Fed and home data prompt stock sell-off
NEW YORK » Stocks finished sharply lower yesterday as a jittery Wall Street sold off on a report showing a large drop in pending home sales and read anecdotal data from the Federal Reserve's regional banks as offering little more assurance that an interest rate cut is likely.
Bond prices soared as investors again sought the safety of government debt, sending yields to multi-month lows. The yield on the 10-year Treasury note, which moves inversely to its price, fell to 4.47 percent, its weakest level since March 14, and down from 4.56 percent at Tuesday's close.
The National Association of Realtors said pending sales of existing homes fell in July to the lowest level in nearly six years. Though the report did support the argument for a rate cut, it also worried investors who are nervous about the housing market growing so weak that it drags the economy into recession.
The Fed's Beige Book, which describes economic conditions in regions around the country, said that while upheaval in the financial markets has made the housing slump worse, the overall economy hasn't been widely harmed. Wall Street appeared disappointed that the Beige Book's findings didn't deliver a sure-bet for a rate cut.
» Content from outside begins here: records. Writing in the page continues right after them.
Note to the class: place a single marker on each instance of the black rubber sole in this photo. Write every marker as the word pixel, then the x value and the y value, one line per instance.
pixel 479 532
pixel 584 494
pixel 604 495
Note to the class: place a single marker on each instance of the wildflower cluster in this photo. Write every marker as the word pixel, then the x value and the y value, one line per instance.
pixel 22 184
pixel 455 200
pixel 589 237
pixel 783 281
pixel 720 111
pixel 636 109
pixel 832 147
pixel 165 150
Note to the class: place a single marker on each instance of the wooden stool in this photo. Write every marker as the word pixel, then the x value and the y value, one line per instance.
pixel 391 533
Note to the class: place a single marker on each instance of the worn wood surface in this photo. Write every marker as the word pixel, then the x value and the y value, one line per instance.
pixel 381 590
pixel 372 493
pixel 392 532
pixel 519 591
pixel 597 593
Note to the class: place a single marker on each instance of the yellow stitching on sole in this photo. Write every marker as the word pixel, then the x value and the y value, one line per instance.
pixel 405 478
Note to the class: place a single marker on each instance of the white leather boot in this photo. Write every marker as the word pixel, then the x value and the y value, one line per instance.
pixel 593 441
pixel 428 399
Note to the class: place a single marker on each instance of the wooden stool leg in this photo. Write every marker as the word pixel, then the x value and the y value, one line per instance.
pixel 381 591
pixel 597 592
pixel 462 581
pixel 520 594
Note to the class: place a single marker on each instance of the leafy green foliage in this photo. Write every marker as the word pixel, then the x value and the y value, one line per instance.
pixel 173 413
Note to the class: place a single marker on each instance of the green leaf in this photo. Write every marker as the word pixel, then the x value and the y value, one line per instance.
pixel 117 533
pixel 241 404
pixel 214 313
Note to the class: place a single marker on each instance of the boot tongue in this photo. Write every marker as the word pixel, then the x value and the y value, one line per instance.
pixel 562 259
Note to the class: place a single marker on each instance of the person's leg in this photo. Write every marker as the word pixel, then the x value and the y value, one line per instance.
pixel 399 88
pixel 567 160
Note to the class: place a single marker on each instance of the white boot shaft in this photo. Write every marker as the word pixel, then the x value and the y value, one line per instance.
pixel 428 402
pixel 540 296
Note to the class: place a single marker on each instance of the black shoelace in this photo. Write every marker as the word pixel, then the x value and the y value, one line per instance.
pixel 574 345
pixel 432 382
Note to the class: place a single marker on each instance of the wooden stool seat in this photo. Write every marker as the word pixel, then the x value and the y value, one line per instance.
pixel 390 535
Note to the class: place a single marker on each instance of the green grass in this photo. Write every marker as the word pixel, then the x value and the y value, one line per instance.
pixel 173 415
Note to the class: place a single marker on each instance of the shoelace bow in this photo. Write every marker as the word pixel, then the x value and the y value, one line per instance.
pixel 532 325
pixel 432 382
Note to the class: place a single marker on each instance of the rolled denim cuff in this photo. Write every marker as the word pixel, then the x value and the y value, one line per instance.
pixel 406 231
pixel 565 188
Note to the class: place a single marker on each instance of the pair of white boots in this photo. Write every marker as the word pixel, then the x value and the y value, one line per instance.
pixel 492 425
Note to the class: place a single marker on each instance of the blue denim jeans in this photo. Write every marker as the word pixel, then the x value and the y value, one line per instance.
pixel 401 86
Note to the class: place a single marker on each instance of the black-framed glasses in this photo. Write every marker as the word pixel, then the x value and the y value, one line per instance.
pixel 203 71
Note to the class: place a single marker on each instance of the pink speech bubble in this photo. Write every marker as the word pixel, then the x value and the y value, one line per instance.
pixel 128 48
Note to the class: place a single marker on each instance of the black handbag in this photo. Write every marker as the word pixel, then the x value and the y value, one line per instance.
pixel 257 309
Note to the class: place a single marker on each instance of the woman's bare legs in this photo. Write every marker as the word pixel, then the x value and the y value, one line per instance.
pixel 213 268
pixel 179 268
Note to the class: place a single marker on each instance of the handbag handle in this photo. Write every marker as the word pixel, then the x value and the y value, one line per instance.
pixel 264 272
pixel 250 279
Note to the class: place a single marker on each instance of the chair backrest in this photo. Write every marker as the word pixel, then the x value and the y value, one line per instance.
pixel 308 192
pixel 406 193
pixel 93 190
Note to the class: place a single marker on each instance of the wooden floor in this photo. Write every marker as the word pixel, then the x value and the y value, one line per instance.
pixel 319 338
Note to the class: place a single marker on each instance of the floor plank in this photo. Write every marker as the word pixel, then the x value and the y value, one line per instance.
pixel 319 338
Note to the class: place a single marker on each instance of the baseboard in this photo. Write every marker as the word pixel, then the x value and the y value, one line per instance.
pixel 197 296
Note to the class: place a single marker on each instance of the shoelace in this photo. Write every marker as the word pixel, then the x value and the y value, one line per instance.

"The markets are reacting to absolutely every bit of information which is coming along tick by tick," said Walter Gerasimowicz, chairman and chief executive of Meditron Asset Management in New York, downplaying the market's initial pullback after release of the Beige Book as an overreaction. "I'm happy to see that the underlying economy is still in fairly sound mode."
The Dow ended down 143.39, or 1.07 percent, at 13,305.47, after having fallen as much as 200 points in the session.
Broader stock indicators also lost ground. The Standard & Poor's 500 index fell 17.13, or 1.15 percent, to 1,472.29, and the Nasdaq composite index fell 24.29, or 0.92 percent, to 2,605.95.
The Russell 2000 index of smaller companies fell 10.23, or 1.28 percent, to 790.46.
Declining issues outnumbered advancers by more than 3 to 1 on the New York Stock Exchange, where volume came to 1.39 billion shares compared with 1.37 billion shares traded Tuesday.
Crude futures rose 65 cents to settle at $75.73 per barrel on the New York Mercantile Exchange.
In corporate news, Mattel Inc. announced a third major recall of Chinese-made toys in little more than a month because of excessive amounts of lead paint. The world's largest toy maker said the move affects about 800,000 toys. Mattel rose 1 cent to $21.98.
Apple Inc. fell $7.40, or 5.1 percent, to $136.76 after investors were disappointed about newly announced versions of the company's iPod digital media players.
Costco Wholesale Corp., the warehouse retailer, fell $2.61, or 4.2 percent, to $59 after reporting its August same-store sales rose a weaker-than- expected 2 percent largely due to strong international sales. Same-store sales, or sales at stores open at least a year, are a widely followed indicator of retail health.
Most major retailers will be reporting August sales today.